Allí nadie lo veía como millonario. Nadie conocía sus empresas ni sus portadas de revistas.

Allí estaba él, sólo un hombre con ojos rojos, colgando carteles, un padre sufriendo de añoranza.

Se detuvo en un poste oxidado y respiró profundamente antes de colgar otro cartel.

La cinta se le pegó a los dedos, el papel se arrugó, e intentó alisarlo con una delicadeza que ya no poseía. Alisando la foto, susurró casi en silencio:

Alguien te debe haber visto, hijo… alguien…

El viento traía calor, polvo y recuerdos. El mundo parecía seguir girando, como si a nadie le importara su dolor.

Aquí se sentía ridículo, pequeño, absurdo con ese fajo de papeles en la mano. Estaba listo para pasar al siguiente puesto cuando oyó una vocecita a sus espaldas:

—Señor… este niño vive en mi casa.

Se quedó paralizado. Su corazón, que llevaba meses latiendo de forma alarmante, latía con tanta fuerza que casi le quitó el aliento.

Se giró lentamente, como si temiera que un movimiento brusco destruyera la ilusión, y vio a una niña descalza con un vestido desgastado y ojos enormes.

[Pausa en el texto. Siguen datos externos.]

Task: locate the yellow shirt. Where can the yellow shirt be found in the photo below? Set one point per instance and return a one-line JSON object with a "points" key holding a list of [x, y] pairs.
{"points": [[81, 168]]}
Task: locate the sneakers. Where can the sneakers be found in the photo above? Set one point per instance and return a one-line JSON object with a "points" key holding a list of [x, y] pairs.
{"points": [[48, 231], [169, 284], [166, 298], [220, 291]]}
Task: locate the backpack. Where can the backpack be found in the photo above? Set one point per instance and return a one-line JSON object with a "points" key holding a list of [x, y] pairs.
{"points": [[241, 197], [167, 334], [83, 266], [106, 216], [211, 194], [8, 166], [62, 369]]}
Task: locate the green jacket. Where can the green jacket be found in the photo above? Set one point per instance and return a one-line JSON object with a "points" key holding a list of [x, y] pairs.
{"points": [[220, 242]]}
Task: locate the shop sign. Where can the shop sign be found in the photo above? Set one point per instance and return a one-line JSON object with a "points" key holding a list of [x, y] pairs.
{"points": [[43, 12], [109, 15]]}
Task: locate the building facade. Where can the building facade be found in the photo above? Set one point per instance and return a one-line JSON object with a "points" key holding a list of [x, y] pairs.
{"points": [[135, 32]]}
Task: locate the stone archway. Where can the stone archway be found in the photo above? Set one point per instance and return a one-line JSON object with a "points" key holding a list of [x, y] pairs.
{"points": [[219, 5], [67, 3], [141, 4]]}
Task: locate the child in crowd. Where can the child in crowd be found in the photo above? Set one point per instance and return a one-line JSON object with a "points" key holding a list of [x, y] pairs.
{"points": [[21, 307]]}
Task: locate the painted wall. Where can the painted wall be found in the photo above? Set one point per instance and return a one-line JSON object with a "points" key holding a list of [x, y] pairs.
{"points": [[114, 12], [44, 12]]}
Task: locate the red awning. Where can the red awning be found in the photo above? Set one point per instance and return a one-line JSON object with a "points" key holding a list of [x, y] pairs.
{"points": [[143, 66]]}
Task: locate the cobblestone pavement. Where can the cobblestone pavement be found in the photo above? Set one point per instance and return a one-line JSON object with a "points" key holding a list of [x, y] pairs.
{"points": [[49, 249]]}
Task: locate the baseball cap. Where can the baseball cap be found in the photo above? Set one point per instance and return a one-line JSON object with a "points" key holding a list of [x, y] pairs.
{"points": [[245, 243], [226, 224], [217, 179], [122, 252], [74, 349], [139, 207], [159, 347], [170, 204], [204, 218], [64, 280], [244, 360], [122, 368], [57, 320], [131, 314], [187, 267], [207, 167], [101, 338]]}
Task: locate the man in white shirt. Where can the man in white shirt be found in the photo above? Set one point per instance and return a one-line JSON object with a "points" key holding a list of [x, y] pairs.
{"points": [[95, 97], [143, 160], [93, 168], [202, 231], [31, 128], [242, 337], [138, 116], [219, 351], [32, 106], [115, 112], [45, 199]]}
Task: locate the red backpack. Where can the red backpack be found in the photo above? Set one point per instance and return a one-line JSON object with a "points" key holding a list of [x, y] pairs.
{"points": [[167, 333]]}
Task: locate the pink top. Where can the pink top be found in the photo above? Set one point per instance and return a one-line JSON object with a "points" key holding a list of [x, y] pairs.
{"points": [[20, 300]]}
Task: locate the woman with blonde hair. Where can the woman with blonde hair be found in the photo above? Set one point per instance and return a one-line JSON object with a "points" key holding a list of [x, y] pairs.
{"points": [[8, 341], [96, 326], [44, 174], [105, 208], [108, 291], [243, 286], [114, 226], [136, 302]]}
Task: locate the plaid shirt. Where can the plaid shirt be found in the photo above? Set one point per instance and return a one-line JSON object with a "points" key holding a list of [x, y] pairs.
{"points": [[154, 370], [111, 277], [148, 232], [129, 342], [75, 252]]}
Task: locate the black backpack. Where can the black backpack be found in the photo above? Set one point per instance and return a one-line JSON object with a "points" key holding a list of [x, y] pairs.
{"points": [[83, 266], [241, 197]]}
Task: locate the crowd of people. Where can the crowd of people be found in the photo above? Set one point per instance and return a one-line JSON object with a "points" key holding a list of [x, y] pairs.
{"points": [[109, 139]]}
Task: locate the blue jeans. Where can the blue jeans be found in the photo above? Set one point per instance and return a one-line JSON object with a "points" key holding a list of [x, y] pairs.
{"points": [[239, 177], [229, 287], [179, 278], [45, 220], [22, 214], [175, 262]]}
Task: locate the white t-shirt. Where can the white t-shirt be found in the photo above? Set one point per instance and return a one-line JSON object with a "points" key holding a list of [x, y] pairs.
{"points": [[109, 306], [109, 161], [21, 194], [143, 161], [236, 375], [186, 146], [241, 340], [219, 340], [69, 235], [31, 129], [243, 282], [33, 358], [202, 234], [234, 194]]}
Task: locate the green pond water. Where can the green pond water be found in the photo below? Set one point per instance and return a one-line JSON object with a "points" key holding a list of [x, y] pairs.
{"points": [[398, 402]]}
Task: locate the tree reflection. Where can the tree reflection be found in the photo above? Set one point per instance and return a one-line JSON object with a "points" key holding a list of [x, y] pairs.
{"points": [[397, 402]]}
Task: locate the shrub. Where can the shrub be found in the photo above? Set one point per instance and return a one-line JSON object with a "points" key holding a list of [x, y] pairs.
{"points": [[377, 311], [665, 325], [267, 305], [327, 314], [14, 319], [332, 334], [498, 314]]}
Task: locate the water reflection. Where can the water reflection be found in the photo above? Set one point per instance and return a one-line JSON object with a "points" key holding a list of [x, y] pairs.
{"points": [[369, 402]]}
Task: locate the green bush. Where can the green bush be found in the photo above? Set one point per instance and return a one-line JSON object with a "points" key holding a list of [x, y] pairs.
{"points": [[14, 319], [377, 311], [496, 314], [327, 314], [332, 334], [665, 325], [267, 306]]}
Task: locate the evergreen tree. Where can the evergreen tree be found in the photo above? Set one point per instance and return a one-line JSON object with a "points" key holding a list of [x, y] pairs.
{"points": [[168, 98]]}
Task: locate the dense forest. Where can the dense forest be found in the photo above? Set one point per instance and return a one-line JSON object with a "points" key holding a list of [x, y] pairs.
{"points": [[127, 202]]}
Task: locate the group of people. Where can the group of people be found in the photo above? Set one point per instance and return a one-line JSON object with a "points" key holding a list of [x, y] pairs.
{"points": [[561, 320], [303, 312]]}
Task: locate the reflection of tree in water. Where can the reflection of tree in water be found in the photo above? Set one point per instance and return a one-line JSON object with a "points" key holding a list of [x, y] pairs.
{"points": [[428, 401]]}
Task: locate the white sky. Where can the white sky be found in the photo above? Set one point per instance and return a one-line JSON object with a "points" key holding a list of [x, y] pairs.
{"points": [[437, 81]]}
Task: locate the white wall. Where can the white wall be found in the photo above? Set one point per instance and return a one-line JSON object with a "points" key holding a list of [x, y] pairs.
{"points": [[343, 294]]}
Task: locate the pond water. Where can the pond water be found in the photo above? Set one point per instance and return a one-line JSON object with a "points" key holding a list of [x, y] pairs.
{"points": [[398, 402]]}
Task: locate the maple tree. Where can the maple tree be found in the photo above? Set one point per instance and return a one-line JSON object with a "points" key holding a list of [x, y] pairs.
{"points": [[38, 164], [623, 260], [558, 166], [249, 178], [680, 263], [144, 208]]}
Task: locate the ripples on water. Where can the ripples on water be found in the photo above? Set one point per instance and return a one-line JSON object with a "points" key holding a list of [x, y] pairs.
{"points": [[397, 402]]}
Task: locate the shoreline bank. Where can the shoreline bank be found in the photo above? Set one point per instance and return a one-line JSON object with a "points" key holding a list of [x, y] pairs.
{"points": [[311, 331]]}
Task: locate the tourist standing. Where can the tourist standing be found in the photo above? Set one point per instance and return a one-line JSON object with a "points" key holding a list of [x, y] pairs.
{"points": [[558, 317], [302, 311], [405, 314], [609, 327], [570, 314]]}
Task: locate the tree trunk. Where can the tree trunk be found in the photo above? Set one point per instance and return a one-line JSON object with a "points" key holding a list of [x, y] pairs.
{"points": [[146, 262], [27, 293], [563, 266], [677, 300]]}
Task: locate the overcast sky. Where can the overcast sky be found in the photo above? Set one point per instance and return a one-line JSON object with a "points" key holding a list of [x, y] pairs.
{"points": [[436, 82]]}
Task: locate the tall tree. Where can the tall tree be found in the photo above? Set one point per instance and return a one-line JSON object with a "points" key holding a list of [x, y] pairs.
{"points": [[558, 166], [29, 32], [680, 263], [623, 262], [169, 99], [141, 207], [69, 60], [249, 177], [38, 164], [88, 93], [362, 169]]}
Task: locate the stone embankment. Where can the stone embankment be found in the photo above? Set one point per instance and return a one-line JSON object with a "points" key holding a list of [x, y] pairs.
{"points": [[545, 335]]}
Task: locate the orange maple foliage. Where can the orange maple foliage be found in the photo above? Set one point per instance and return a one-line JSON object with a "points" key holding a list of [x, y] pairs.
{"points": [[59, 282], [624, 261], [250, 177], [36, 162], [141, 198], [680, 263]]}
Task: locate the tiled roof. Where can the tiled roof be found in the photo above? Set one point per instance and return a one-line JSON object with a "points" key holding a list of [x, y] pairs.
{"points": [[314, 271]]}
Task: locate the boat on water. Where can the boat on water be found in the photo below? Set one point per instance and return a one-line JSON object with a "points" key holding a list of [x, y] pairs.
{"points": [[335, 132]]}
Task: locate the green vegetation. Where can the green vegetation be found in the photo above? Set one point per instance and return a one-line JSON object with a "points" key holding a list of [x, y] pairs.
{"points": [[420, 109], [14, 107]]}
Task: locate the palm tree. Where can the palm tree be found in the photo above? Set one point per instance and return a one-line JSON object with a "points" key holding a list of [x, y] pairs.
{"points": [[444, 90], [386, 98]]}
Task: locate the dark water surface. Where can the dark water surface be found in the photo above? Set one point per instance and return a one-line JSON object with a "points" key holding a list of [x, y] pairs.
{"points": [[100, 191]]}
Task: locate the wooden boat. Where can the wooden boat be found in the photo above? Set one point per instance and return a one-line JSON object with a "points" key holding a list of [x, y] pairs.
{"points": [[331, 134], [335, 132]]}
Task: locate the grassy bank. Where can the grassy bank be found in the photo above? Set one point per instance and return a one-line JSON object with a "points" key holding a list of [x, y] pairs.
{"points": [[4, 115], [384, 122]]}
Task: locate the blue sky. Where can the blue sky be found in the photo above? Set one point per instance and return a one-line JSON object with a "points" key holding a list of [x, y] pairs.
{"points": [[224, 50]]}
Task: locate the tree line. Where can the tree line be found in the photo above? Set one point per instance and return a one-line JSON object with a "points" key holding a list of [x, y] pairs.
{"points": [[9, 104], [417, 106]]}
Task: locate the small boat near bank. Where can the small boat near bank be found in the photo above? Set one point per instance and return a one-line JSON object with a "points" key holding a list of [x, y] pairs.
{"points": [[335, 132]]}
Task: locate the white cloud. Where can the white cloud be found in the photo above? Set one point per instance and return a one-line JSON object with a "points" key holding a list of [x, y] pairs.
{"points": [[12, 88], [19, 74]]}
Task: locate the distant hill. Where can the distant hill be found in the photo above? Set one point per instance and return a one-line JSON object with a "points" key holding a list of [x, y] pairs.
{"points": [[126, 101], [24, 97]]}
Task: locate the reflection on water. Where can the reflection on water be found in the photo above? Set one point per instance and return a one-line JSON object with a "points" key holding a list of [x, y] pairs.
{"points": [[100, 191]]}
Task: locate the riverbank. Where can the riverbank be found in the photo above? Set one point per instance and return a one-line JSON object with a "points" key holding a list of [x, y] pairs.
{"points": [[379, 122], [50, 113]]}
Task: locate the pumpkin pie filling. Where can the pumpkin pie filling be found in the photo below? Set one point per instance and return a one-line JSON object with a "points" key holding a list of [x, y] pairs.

Ella lo miró con una mezcla de timidez y confianza.

"¿Qué... qué dijiste?" balbuceó.

La niña señaló el cartel.

"Es un niño", repitió, como si hablara de algo completamente normal. "Vive conmigo y con mi madre".

A Herpa se le doblaron las piernas. Por un instante, creyó estar soñando, que la falta de sueño le jugaba una mala pasada. Se agachó para estar a su altura.

—¿Estás seguro? —preguntó, intentando que su voz no temblara—. ¿Estás seguro de que es él... este chico?

La niña frunció el ceño, miró atentamente la foto y asintió naturalmente.

—Sí. Apenas habla. Dibuja constantemente y llora por las noches. A veces murmura algo... llama a alguien.

“¿Quién?”, la pregunta se le escapó como un susurro desesperado.

“Papá”, respondió ella, sin darse cuenta de que acababa de abrir una grieta en el mundo de este hombre.

Herpa sintió que se quedaba sin aire.

Todo lo que había reprimido durante un año estalló de repente en su pecho: la risa de Lorenzo en los pasillos, sus dibujos pegados en la pizarra, una voz que lo llamaba a las tres de la mañana después de una pesadilla.

Tuvo que cerrar los ojos para no caer allí, en medio de la calle desconocida.

“¿Vives lejos de aquí?”, preguntó, aferrándose a esta última esperanza como a un salvavidas.